Элина смотрит на его встревоженно и смущённо. На щеках её выступает лёгких румянец.

– Тебе не нравится? – шепчет растерянно.

– Иди сюда, – притягивает её к своей груди Стефан. – Слишком нравится. Может, поэтому, – улыбается, приподнимая пальцами её подбородок и заглядывая Элине в глаза. – Мы всё успеем. Нам некуда спешить.

Она затихает на мгновение. Стефан слышит её тихий вздох. Она как удар сердца. Как запретная сладость. Ему нужна эта короткая передышка, чтобы немного прийти в себя, осмыслить, понять и принять вот такое течение событий.

Слишком быстро. Стремительно. Остро. Как игла, что входит в болевую точку и лишает дыхания. До потемнения в глазах, до полной дезориентации во времени и пространстве.

Всего один глоток воздуха, чтобы перевести дух. Чтобы немного остыть и не напугать Элину. Он будет нежным, бесконечно бережным, чтобы принять её дар, чтобы стать её частью. Соединиться. Нырнуть и отдаться течению.

У него не было этих секунд. Она тянется к нему, доверчиво подставляя полураскрытые влажные губы. Поцелуй. Снова поцелуй. Глубокий, засасывающий, самозабвенный.

Его выдох. Её стон. Её руки тянут футболку с его плеч, проходятся по мускулам, снова касаются живота. Стефану остаётся только переступить через спущенные до щиколоток штаны.

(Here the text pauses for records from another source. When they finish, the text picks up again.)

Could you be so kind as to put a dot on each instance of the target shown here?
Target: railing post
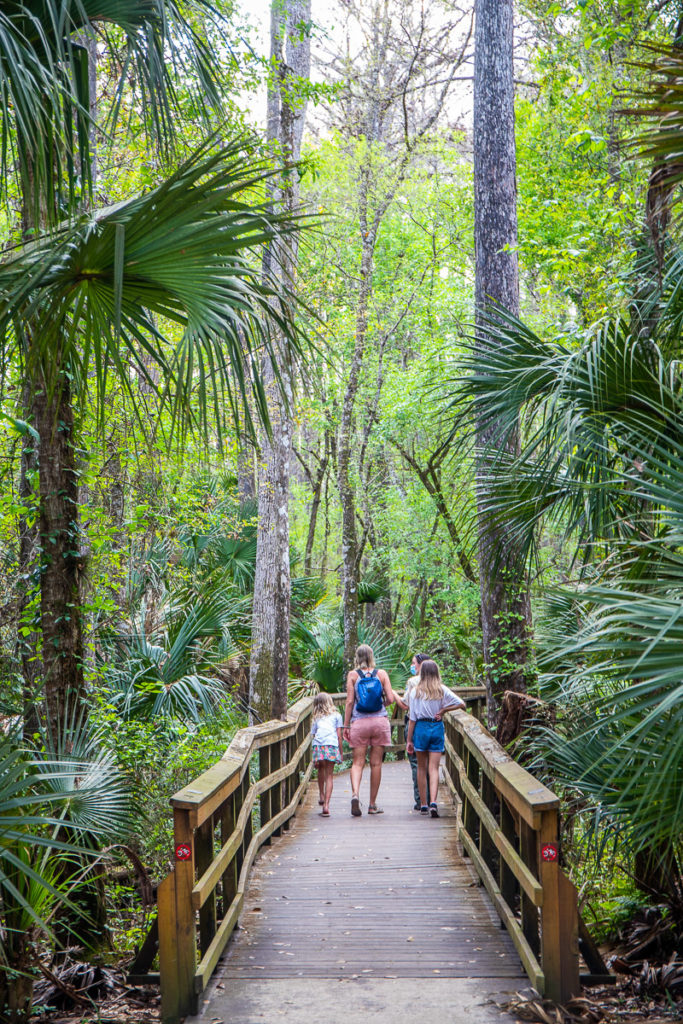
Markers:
(486, 845)
(276, 792)
(168, 953)
(204, 857)
(288, 781)
(559, 916)
(470, 816)
(506, 880)
(529, 913)
(229, 880)
(184, 913)
(265, 800)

Он горячий. У Элины кожа – приятно прохладная. Контраст, заводящий его до отказа. Как хорошо к ней прикасаться, вжимать в себя, лаская ладонями спину и ягодицы, возвращаться к талии. Стефан почти может ладонями обхватить её. Хрупкая. Нежная. Его девочка.

Он подхватывает Элину на руки и несёт прочь, в спальню, где ждёт их кровать. Большая. Он сам выбирал, ещё ни на что не надеясь. Но, наверное, это всё же обман: он выбирал кровать для двоих.

Стефан настраивается на долгую прелюдию, но толком даже не прикасается губами к острым соскам.

Элина нетерпеливо извивается под ним, обхватывает ногами, тянет на себя.

– Иди ко мне, – опаляет висок её шёпот. – Иди сюда, – околдовывает голосом и движениями, раскрывается для него, толкается бёдрами. И тогда он сдаётся. Пытается ещё быть осторожным, когда входит в неё. Пытается притормозить, сделать всё не спеша, плавно, но одно движение руки Элины, её резкое движение – и он входит в неё без остатка, до упора.

Глава 3

 

Чувственное марево. Или морок. Сексуальный пир – вознаграждение за долгое воздержание. День перетёк в ночь, а потом в утро. Мокрые от пота простыни сменились другими, а они всё никак не могли успокоиться.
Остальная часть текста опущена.